The marketers had in an earlier interview claimed that they are buying at cheaper rates abroad while calling on Dangote Refinery to engage stakeholders.

But in its reaction, the refinery said that it is only substandard products that can be imported at cheaper rates than its own products.

In a statement released on Sunday night and signed by the Group Chief Branding and Communications Officer, Anthony Chiejina, Dangote Refinery noted that it followed the pricing benchmark by the Nigerian National Petroleum Company Limited, adding that it went lower in pricing for selling into ships.

It reads, “Both organisations claim that they can import PMS at lower prices than what is being sold by the Dangote Refinery. We benchmark our prices against international prices and we believe our prices are competitive relative to the price of imports.

“If anyone claims they can land PMS at a price cheaper than what we are selling, then they are importing substandard products and conniving with international traders to dump low-quality products into the country, without concern for the health of Nigerians or the longevity of their vehicles.

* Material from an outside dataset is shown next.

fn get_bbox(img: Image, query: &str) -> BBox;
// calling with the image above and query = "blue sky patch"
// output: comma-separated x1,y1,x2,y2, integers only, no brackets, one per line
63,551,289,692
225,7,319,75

Unfortunately, the regulator (NMDPRA) does not even have laboratory facilities which can be used to detect substandard products when imported into the country.

“Post deregulation, NNPC set the pace by selling PMS to domestic marketers at N971 per litre for sale into ships and at N990 for sale into trucks. This set the benchmark for our pricing and we have even gone lower to sell at N960 per litre for sale into ships while maintaining N990 per litre for sale into trucks.

“In good faith, and in the interest of the country, we commenced sales at these prices without clarity on the exchange rate that we will use to pay for the crude purchased.

“At the same time, an international trading company has recently hired a depot facility next to the Dangote Refinery, to use it to blend substandard products that will be dumped into the market to compete with Dangote Refinery’s higher quality production.

“This is detrimental to the growth of domestic refining in Nigeria. We should point out that it is not unusual for countries to protect their domestic industries to provide jobs and grow the economy. For example, the US and Europe have had to impose high tariffs on EVs and microchips to protect their domestic industries.

“While we continue with our determination to provide affordable, good quality, domestically refined petroleum products in Nigeria, we call on the public to disregard the deliberate disinformation being circulated by agents of people who prefer for us to continue to export jobs and import poverty.”